On Wednesday, the Russian Ministry of Foreign Affairs sent the Duma (parliament) a list of proposed international organizations from which the country may withdraw. It includes the World Trade Organization (WTO) and the World Health Organization (WHO), along with at least 10 others. Already, 14 WTO members have ended Russia’s status as a “most favored nation” trade partner.

The departure of Russia from the WHO under conditions in which the COVID-19 pandemic is, despite all official declarations to the contrary, hardly under control will gravely undermine scientific coordination around the monitoring and treatment of the disease with a country that occupies one-tenth of the world’s landmass.

Canada, the US and the Scandinavian countries have suspended their participation in all meetings of the Arctic Council, which is currently chaired by Russia and charged with responsibilities similar to those of the Council of the Baltic Sea States but in the northern polar region.

In a statement on Wednesday, Nikolai Patrushev, head of Russia’s security council, described the contemporary state of affairs as “an unprecedented geopolitical crisis” and charged the US and NATO with provoking “the collapse of the global architecture of security and the international system [of] law and agreements.” He insisted that the West’s policies threaten “Russia’s statehood and very existence” and that the conflict over Ukraine has been used to “conduct an undeclared war against Russia.”

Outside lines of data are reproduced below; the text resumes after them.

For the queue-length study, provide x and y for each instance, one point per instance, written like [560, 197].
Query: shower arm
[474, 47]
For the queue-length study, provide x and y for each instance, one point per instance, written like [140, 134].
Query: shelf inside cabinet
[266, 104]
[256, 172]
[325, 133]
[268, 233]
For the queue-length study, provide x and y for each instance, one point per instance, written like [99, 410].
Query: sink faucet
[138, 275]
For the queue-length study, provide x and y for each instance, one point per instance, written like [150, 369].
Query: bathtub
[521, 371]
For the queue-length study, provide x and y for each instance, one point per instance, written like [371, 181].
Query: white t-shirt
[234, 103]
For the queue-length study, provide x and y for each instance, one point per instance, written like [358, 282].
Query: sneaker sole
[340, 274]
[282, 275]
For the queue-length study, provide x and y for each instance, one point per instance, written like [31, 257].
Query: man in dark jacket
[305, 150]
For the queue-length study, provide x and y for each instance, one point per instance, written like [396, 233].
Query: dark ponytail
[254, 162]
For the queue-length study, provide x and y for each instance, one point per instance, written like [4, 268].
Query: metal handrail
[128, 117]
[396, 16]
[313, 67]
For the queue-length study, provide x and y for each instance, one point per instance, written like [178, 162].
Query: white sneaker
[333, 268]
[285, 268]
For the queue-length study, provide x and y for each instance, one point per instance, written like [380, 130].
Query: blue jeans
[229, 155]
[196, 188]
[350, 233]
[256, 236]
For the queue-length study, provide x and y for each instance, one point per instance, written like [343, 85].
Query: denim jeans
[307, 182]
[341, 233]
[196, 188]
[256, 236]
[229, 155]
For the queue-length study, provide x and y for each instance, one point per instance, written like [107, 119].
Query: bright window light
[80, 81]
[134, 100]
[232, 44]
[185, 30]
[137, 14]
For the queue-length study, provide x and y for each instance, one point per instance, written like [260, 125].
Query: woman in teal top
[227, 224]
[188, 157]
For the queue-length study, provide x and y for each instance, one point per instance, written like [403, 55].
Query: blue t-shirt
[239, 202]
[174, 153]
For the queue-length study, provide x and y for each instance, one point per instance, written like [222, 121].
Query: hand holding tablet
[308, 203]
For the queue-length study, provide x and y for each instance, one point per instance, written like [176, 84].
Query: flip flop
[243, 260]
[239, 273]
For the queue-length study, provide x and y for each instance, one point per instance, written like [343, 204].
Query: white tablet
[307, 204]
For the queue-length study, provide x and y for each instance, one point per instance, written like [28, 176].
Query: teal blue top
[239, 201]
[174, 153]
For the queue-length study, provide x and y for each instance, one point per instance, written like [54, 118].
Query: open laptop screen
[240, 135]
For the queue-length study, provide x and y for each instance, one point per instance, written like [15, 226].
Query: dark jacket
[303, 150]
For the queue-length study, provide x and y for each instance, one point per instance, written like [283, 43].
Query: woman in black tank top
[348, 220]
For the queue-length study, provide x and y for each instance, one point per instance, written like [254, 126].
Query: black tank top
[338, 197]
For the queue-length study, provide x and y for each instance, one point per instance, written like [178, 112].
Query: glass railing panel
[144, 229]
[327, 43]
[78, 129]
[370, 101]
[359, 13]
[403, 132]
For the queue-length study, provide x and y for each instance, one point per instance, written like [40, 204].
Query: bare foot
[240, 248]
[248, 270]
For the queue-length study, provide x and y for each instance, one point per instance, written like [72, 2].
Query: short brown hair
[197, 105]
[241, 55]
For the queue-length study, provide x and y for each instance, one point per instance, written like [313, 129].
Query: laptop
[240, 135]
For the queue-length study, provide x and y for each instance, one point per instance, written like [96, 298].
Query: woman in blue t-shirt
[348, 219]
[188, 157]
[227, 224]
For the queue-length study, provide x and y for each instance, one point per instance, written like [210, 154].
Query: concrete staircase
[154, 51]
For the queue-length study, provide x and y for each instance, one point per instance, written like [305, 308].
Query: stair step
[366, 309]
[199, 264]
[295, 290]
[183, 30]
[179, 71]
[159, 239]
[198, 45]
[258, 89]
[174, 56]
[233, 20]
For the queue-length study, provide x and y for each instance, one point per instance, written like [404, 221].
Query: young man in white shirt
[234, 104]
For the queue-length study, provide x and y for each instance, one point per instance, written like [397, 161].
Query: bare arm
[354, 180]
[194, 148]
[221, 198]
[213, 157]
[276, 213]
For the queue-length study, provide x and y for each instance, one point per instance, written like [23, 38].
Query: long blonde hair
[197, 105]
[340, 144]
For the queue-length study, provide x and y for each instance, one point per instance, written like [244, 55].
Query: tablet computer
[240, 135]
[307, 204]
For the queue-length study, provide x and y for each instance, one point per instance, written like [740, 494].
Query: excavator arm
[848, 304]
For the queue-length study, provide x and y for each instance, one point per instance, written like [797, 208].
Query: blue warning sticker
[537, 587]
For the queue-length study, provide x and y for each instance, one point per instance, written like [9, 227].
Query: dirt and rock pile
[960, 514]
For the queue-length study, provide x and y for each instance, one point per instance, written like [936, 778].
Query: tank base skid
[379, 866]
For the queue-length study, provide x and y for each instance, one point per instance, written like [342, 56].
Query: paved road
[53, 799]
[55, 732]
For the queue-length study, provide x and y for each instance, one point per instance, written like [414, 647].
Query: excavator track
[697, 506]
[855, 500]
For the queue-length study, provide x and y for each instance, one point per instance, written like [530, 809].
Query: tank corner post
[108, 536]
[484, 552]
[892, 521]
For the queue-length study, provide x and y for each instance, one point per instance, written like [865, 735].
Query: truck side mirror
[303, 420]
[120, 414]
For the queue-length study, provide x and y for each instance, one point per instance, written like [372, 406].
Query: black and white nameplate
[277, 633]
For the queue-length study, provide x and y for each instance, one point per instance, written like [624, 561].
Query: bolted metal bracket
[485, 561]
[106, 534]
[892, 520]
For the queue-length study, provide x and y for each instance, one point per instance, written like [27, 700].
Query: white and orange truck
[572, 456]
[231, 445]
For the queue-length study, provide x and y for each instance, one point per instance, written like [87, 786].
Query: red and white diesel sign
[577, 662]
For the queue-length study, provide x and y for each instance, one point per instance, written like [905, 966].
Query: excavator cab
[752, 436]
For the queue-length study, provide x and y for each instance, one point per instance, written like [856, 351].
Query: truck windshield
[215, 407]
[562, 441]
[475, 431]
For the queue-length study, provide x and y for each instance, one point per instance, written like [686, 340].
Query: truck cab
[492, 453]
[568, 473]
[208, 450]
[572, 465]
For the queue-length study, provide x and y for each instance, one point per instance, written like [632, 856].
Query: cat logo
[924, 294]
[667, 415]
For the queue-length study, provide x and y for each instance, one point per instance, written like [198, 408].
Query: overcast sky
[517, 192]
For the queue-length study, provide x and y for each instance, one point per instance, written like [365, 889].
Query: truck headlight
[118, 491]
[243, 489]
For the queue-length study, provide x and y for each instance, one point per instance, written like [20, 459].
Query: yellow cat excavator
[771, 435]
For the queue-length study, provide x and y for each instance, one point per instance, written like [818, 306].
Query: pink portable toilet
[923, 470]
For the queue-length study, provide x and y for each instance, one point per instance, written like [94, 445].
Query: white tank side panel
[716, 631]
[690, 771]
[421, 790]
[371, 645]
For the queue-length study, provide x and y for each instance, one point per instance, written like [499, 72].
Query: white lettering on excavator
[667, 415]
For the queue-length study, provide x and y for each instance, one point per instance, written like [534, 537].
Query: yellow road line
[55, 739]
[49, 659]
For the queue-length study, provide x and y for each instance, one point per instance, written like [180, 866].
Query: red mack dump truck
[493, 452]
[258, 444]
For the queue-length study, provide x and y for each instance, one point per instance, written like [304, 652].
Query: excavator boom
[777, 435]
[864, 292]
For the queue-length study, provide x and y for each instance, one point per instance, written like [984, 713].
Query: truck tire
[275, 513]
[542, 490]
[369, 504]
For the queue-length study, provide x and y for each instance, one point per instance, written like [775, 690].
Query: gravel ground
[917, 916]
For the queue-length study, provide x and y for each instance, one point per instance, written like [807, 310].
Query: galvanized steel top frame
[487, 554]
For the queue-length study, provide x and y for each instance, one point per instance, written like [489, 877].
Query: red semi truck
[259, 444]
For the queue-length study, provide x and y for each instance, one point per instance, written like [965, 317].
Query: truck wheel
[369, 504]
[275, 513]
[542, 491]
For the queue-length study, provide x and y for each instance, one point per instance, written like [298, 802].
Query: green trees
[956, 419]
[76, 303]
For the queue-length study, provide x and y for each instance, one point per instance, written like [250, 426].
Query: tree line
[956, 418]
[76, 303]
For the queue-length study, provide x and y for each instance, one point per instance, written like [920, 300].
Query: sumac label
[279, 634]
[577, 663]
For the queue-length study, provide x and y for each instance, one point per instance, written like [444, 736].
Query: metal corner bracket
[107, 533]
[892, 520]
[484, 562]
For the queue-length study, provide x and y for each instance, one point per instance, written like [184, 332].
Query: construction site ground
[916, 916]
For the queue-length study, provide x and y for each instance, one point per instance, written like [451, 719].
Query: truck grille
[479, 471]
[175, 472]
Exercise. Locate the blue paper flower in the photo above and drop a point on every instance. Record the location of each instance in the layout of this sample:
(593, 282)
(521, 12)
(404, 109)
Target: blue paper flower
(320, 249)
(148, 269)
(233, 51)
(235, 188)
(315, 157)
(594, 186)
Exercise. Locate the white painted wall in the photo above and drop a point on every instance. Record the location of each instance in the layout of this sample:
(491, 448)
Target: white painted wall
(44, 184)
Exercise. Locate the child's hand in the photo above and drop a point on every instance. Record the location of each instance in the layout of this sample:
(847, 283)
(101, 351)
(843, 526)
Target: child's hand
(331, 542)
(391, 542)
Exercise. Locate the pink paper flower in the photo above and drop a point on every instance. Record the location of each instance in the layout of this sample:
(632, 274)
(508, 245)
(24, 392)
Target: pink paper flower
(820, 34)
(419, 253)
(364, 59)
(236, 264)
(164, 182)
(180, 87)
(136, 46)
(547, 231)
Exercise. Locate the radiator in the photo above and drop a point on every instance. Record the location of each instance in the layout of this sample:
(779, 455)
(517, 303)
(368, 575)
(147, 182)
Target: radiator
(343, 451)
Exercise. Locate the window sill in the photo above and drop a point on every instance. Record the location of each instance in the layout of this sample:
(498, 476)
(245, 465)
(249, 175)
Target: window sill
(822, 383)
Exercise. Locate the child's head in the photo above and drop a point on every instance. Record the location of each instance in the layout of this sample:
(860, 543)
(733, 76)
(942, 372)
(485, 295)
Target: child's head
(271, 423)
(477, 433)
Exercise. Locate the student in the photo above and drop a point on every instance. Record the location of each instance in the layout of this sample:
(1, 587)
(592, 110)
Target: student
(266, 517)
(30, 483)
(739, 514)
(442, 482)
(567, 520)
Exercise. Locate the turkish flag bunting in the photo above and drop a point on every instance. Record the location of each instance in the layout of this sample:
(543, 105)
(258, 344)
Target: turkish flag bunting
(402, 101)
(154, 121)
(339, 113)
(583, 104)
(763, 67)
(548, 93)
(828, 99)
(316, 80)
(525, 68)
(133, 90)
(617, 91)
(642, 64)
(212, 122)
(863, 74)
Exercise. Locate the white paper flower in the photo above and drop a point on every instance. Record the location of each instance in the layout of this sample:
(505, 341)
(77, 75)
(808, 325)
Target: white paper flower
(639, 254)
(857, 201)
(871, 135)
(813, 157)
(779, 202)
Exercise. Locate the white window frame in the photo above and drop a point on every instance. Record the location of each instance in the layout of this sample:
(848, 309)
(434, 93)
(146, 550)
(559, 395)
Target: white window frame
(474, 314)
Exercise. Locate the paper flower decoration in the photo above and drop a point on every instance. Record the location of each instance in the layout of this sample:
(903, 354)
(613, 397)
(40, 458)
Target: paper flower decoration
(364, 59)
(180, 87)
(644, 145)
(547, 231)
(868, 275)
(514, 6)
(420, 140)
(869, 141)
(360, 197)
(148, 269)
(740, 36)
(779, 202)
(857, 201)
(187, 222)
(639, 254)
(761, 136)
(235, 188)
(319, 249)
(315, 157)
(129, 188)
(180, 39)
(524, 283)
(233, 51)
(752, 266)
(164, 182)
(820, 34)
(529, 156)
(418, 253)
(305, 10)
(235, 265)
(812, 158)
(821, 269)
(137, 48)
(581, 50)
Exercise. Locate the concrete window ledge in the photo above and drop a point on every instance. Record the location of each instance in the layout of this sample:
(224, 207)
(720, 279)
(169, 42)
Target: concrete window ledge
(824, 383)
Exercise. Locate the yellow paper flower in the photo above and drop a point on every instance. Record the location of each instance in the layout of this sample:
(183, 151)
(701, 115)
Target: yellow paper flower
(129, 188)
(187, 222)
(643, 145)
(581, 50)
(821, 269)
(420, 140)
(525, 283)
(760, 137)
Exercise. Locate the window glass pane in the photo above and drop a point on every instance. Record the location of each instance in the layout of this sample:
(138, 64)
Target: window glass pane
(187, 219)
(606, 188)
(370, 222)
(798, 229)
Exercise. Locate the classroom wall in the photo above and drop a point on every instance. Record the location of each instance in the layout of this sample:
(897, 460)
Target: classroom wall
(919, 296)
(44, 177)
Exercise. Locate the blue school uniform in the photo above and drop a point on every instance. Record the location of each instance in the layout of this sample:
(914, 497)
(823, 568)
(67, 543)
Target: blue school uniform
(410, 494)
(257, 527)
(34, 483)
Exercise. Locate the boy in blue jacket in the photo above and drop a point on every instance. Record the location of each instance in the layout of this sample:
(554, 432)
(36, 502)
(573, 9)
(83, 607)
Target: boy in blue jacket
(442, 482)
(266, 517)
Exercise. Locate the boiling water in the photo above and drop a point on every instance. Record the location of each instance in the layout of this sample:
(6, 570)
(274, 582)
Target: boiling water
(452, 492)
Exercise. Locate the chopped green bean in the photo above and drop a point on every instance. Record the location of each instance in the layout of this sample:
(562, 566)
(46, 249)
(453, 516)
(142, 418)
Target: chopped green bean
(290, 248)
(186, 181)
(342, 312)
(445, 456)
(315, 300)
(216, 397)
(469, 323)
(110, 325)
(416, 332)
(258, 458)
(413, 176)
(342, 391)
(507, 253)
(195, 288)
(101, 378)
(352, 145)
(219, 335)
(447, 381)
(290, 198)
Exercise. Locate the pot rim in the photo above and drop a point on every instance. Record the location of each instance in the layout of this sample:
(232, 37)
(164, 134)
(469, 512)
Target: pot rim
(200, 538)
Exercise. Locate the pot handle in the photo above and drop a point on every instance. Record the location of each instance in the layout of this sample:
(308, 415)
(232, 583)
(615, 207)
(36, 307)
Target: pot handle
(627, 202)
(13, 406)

In an opinion piece published the same day, the editorial board of the Washington Post demanded that the war in Ukraine continue and that efforts to negotiate a ceasefire be halted. While recent efforts on the part of France, Germany and Italy to end the bloodshed were “understandable,” opined the newspaper, “the risks of relaxing the pressure on Mr. Putin before he is thoroughly beaten, and maybe not even then, are too high.” [Emphasis added.] It insisted that Paris, Berlin and Rome not let “their desire to shorten this destructive war—and thus limit the damage both to Ukraine and to their own hard-pressed economies” stand in the way.

If a “thoroughly beaten” Putin is not enough, what is? The answer is: War with Russia until the very end, until Russia itself is destroyed.

The fact that, as the Washington Post tacitly acknowledges, Ukraine will be turned into a wasteland and the economies of Europe plunged into crisis as a result is the cost of doing business.